The prototype I am working on at the moment is related to the first cloud computing use case mentioned in my previous post Zero trust, always verify. The prototype consists of five actors:

Data centre operator
Data centre customer
Electricity supplier
Smart meter manufacturer
Trusted certificate authority

In this use case we assume that for regulatory or business reputation purposes, a data centre customer wants to publish their carbon emissions data that includes all three scopes of emissions. Therefore they need to know the carbon emissions figures from their cloud providers, and they want to be able to verify the figures. The data centre operator, therefore, acts as the prover in this scenario, as they have all the data to produce the carbon emissions report, but they don’t want to reveal all the related business-sensitive information in the process of doing so.

I have written a circuit that can generate a proof using the private data input by the data centre operator. The proof can be serialised and sent to their customers, who can run the verification in a separate process using public data and the proof. This proof actually consists of multiple sub-proofs, because not only do they want to provide a proof that a customer’s emissions were calculated correctly based on their usage, but they also need to prove that the smart meter reading and the customers’ share can all be trusted too. So I have also written a circuit to verify all the signatures in the smart meter and carbon intensity chains, and another circuit that verifies that all customer shares add up to 100% of the total carbon emissions.

The challenge I am facing at the moment is scalability.

Take the “customer shares add to up 100%” scenario for example. It is possible that a data centre can have over a million customers. In my prototype, I assume that customer records (each contains a customer ID and their share of the total emissions) are encrypted and put on a Merkle tree by the prover (i.e. data centre operator). The initial idea to generate a proof for the root of the tree is first to generate a proof for each leaf, and then recursively generate a proof for each node at each level until the root. The final proof, the root proof, should have a public output value of 100%. Running the circuits on my laptop it takes ~10-14s for the base proofs (i.e. for each leaf), and a few seconds more for each recursive proof. Let’s say 12s for a base proof and 16s for a recursive proof.

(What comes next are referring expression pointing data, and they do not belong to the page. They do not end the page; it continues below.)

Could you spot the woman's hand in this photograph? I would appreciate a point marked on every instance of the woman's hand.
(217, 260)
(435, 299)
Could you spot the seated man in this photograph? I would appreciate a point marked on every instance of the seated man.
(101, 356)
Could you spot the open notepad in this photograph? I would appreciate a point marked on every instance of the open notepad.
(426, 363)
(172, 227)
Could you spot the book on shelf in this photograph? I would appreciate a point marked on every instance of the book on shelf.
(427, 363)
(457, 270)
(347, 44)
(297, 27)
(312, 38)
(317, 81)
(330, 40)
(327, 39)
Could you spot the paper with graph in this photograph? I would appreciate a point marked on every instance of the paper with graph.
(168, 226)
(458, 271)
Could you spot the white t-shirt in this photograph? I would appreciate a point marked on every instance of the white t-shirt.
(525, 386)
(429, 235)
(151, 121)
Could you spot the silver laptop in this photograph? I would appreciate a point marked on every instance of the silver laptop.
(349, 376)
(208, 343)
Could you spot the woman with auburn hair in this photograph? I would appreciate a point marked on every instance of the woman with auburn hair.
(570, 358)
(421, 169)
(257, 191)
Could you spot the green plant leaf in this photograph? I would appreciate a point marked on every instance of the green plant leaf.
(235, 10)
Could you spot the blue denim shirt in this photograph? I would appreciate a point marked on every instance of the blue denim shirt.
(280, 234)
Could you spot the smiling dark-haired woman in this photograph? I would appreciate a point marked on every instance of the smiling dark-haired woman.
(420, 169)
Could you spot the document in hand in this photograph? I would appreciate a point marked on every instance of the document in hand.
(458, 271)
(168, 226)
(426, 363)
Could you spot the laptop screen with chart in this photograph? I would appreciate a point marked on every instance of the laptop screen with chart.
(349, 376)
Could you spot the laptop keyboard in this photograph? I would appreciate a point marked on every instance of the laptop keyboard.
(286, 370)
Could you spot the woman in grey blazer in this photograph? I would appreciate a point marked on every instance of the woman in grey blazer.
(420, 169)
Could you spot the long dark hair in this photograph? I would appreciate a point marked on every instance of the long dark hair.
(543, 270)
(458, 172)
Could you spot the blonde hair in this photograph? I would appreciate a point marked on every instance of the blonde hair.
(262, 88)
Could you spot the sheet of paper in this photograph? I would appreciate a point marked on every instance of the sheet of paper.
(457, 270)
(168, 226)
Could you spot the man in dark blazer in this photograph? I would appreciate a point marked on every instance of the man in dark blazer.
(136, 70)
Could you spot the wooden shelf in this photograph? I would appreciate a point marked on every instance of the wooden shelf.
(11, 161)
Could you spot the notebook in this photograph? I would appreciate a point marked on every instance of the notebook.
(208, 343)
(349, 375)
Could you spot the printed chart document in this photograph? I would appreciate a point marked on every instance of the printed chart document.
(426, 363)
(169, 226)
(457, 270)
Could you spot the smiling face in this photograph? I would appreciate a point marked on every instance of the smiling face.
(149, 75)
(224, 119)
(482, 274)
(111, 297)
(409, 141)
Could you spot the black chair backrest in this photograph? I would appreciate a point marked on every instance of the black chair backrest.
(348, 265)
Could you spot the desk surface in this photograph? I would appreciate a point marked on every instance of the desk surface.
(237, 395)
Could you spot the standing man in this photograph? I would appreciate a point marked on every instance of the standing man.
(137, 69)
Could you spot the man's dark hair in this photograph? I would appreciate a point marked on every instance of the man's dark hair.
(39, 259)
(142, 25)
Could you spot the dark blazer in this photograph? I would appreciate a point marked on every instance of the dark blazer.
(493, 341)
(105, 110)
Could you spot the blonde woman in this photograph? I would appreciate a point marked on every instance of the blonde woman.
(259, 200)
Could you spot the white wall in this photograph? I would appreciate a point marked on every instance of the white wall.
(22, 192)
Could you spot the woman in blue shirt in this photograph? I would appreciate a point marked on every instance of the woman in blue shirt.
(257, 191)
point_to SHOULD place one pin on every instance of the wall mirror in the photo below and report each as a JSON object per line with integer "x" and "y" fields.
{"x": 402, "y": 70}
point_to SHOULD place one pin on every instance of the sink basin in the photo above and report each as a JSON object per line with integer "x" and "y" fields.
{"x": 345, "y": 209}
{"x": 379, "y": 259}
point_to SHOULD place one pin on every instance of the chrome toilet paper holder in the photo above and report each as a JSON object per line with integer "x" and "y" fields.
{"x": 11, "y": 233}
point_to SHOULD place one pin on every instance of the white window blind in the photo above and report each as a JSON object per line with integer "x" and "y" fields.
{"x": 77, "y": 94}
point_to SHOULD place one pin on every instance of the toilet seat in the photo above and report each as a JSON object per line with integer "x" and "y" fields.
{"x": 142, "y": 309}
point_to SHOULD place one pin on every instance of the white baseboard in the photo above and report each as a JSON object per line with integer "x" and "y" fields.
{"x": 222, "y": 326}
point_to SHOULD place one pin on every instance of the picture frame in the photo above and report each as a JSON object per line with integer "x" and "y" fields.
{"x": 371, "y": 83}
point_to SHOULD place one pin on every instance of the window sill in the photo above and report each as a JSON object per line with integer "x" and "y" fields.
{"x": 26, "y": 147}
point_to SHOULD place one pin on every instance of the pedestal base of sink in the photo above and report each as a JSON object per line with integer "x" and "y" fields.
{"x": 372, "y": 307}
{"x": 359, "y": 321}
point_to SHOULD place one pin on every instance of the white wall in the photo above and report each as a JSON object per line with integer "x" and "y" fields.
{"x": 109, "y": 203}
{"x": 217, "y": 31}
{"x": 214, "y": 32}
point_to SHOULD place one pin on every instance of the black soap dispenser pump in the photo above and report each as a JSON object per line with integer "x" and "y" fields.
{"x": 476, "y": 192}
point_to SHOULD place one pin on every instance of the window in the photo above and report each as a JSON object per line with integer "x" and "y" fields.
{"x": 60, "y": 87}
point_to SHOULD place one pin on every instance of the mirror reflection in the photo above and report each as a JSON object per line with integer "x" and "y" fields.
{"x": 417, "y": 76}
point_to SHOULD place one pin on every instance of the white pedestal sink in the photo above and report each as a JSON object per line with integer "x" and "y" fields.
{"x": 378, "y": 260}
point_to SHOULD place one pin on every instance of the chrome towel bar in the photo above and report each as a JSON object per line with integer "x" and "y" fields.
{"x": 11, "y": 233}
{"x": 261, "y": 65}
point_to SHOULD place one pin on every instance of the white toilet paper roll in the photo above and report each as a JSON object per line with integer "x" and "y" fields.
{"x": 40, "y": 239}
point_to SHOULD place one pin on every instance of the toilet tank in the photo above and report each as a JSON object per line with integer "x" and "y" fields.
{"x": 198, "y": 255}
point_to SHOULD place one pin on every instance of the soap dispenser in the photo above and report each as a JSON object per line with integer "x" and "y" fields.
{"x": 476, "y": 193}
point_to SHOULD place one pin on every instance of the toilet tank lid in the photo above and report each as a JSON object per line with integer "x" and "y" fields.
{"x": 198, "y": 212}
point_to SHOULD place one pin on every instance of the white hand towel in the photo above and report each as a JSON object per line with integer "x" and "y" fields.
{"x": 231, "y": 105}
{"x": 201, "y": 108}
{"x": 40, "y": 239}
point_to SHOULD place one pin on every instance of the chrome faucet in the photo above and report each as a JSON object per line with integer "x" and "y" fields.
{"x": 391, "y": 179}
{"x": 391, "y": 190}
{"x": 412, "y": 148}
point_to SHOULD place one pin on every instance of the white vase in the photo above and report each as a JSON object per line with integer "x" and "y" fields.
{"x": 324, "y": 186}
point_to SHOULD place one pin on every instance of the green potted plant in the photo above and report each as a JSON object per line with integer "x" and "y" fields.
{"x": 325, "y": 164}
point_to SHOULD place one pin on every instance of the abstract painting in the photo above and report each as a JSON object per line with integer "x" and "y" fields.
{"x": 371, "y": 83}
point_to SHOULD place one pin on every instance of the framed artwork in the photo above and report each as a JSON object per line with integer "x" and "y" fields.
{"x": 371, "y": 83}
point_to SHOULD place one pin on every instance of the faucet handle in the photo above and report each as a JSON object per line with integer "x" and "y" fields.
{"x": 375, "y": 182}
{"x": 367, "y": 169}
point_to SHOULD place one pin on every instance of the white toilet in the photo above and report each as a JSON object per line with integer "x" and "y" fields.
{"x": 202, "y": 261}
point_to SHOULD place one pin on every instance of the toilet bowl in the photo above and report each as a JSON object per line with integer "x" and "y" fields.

For a million customers it would take ~12,582,912s, i.e. close to 146 days, to finish all the base proofs. The Merkle tree has 21 levels in total, so the number of nodes above the leafs would be (2^20)-1 = 1,048,575, and it would take ~16,777,200s (~194 days) to do all the recursive proofs. So in total, it would take almost a year running non-stop to complete all the proof generation!

I am now trying a different approach. In theory, each customer only needs one proof, the root, to do the verification. Therefore, instead of using recursive proofs to produce the final sum, I could in theory build the Merkle tree using the sums along with the hashes. I tested the building of such a tree and it took only 1 hour and 35 minutes for a million customer records. The trick now is to generate a cryptographically provable witness for proof. The o1js framework I am using has example code that I can base on, I haven’t got it fully working yet but it’s looking very promising! Perhaps in a future blog I could write up the cryptographic properties of the circuits I have built.

The scalability challenge for the carbon intensity, meter readings, and signature chains is another story for another day, but it’s equally interesting!